Hitachi Vantara is embedding AI agents throughout its storage systems, seeing customers embrace more hybrid cloud and on-premise AI architectures and betting on AI at the edge and sovereign AI as growth markets.

Those are some of the takeaways from Octavian Tanase, Chief Product Officer at Hitachi Vantara.

Constellation Insights caught up with Tanase at Hitachi Vantara's Analyst Live 2025 event in Arlington, VA. At the analyst meeting, Hitachi Vantara highlighted its strategy, customer enterprise AI and industrial AI use cases, hybrid cloud and AI efforts, collaboration with partners including Cisco and Nvidia and how its storage and data platform is leveraging the One Hitachi strategy. Here's a look at the takeaways from the conversation with Tanase.

Enterprise AI adoption. "We see a lot of demand from enterprises looking to get insights out of that data, and use AI to improve productivity," he said. "There's a rush right now to build autonomous modules that will take a business workflow and solve and anticipate problems in an enterprise. Customers are looking to bring in a large language model and train and fine tune with enterprise data before they deploy for inference."

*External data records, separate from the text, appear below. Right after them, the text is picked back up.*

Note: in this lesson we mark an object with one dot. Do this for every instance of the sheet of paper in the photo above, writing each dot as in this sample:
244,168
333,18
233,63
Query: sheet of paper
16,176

Integrated software with hardware. "We've always seen ourselves as a systems company that builds both software and systems for storage and data management. Storage has been commoditized, and there is more value that can be delivered in software to use not only the data for an application, but to run analytics on that data to get more insights from the data. This is an area of investment for us," said Tanase.

Hitachi Vantara's agentic AI strategy. Tanase said Hitachi Vantara is using AI agents internally for productivity and within the products leveraging it for more autonomy. "We are in the business of providing infrastructure for AI data pipelines that include storage, compute, networking, security and so forth. We are embedding capabilities around the data reduction or data tiering or data classification. These are all areas where one could create an agent and transform a task that required the control and the input of a person into something autonomous," said Tanase.

Customer use cases. "We see a lot of use cases around analytics. A lot of times people will make two or three copies of data. Enterprises are looking to run analytics on data and use AI to do that and coordinate large data sets from heterogeneous data sources," said Tanase.

On-premise and hybrid AI evolution. Tanase said most enterprises started with AI in the cloud because GPUs-as-a-service doesn't require a massive initial investment. What's happening now is enterprises are looking to put AI infrastructure closer to the data. "If the data source is in the traditional data center or being brought from an edge device, enterprises are building AI infrastructure where the data is," said Tanase. "It's too expensive to correlate multiple data silos and move that to the cloud. Customers are sometimes better off building a data lake into their traditional enterprise and then deploying training and inference closer to the data."

Edge computing's importance. "I am a firm believer that there is more data being created at the edge and in the cloud than the data center," said Tanase. "AI will give the power to analyze the data as its created and perhaps enable customers to become more discerning about their data and understand what they need to keep and protect. I'm hoping many of these capabilities in the future are autonomous."

The product roadmap. "Going forward, AI is fundamentally changing everything. The market is moving fast and the standardization of MCP (model context protocol) and other protocols are enabling AI modules to talk to each other," said Tanase. "In order to be relevant in this market, you have to act with agility in a way many companies have not experienced before. Time to market, constant innovation and the reality that no one vendor can do it all are critical."

Tanase added that customers will see integrated systems from Hitachi Vantara and a wide range of natural partners including Nvidia, Cisco, Supermicro, Hammerspace and Commvault to name a few.

Sovereign AI. Tanase said sovereign AI infrastructure is becoming a big market. "AI has become a matter of national security for many countries or provinces, and there is a lot of need to integrate and build sovereign AI," said Tanase. "We live in a very polarized world, and I can see states, governments, and provinces building sovereign AI infrastructure. It's a part of what everybody does in order to compete in the 21st century."

Final word. Tanase said Hitachi Vantara has earned the right to play in the AI space and is being used for critical business applications leveraging structured and unstructured data via VSP 360 and a wide range of systems. "We know our customers. We want to save them time. We invest a lot of tools to enable automation, and we believe that's critical, because people want repeatable results," he said. "Automation is top of mind. We're a leader in infrastructure sustainability and sustainable products save customers money in terms of floor in the data center, cooling power and overall cost of ownership."